The FAIRDOM Team are proud to announce the launch of the 2016 series of Webinars for Data and Model management Practice in Interdisciplinary Life Sciences. These webinars will interest students, researchers, project investigators, lab managers, institutions, publishers, data providers… anyone with data or models to manage.
Join the first webinar of the season:
“Future-proofing your data: working to ensure your work will survive the connected world”
Dr Steven Wiley,
Lead Scientist for Systems Biology, Environmental Molecular Sciences Laboratory, Pacific Northwest National Laboratory, USA.

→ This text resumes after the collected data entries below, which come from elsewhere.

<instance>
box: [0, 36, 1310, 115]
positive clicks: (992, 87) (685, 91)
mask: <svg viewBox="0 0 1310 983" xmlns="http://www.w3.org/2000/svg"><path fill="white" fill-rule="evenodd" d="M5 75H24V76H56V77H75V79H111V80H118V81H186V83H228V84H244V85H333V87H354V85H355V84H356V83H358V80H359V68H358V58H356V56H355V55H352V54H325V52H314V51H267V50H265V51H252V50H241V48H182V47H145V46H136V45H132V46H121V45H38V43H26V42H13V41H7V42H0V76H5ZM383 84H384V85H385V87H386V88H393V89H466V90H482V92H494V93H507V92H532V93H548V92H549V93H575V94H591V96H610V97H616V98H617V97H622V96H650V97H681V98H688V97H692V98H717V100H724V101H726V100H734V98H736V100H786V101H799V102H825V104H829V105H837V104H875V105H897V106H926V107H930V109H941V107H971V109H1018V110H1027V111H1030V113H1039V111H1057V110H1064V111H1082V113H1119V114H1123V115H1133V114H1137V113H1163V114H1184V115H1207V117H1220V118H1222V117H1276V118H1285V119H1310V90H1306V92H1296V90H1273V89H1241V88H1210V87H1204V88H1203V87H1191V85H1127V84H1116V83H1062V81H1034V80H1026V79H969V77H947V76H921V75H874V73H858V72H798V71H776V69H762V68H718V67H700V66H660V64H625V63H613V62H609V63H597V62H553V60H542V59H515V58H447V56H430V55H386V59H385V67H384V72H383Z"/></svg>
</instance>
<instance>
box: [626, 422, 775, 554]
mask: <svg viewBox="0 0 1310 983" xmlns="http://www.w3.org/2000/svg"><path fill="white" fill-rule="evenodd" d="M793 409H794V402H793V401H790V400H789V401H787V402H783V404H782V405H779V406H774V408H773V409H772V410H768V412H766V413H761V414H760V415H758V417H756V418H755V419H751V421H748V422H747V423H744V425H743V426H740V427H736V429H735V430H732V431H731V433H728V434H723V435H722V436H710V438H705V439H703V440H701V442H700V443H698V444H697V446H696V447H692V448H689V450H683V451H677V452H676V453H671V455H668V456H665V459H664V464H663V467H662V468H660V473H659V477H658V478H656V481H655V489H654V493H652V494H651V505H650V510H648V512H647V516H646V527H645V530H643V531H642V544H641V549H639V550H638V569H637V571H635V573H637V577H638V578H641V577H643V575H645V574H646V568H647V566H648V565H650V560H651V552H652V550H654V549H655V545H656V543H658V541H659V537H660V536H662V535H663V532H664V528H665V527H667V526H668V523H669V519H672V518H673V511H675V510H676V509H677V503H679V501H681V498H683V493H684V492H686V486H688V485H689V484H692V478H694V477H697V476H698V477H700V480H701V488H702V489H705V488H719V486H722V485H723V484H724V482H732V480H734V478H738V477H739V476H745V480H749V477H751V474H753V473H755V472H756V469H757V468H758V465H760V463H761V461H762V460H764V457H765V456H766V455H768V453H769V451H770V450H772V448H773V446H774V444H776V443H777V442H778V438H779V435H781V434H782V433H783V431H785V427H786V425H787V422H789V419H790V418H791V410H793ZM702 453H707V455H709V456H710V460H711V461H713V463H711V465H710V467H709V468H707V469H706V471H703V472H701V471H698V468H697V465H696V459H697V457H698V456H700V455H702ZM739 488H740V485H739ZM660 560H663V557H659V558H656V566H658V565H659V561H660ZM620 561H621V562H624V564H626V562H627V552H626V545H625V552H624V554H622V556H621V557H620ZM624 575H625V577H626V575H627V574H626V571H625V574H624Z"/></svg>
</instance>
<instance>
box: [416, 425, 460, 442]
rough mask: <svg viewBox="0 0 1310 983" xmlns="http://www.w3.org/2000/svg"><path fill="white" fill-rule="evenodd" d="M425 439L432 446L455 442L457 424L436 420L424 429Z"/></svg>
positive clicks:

25 January 2016 - 14.00 - 14.45 GMT
Biology is increasing becoming a data driven science in which high-throughput analytical platforms are generating data at an ever-increasing rate. Traditionally, the primary mechanism of communicating biological information was the journal article, which is essentially a description of how scientific groups interpret their own data with a few anecdotal data examples thrown in for support. In the future, however, the data itself will be the most useful output of primary scientific research. To enable this transformation, data must be available in a form that is easily discoverable with sufficient metadata to permit quality assessment, normalization and integration. It is also highly likely that future biological data analysis system will exploit noSQL database systems for scalability. Thus, to ensure future use of currently generated biological data, there should be a clear migration path to these future systems. We have explored what is needed to ensure compatibility with these future systems by using the integration of high-throughput genomics, transcriptomics and proteomics data with a noSQL system as a use case. From this work, we have been able to define minimal metadata standards that permitted data normalization and integration across different sample types and experimental conditions. We have also defined a flexible data framework using unique sample IDs as key values that is compatible with both relational and Hadoop/HBase systems. We have found that the types of metadata needed for data reuse and integration is highly dependent on the specific target user. We also found that essential metadata were distributed across a wide variety of different primary data files, requiring multiple mechanisms, interfaces and processes for their capture. Our experience suggests that because of the distributed and multidisciplinary nature of biological data generation and analysis, multiple types of software systems and interfaces will be required for data capture and dissemination. To integrate and reuse that data, however, will require the adoption of a universal metadata framework that is linked to the associated primary data files and/or data repositories.
FAIRDOM's primary mission is to support researchers, students, trainers, funders and publishers by enabling Systems Biology projects to make their Data, Operating procedures and Models, Findable, Accessible, Interoperable and Reusable (FAIR).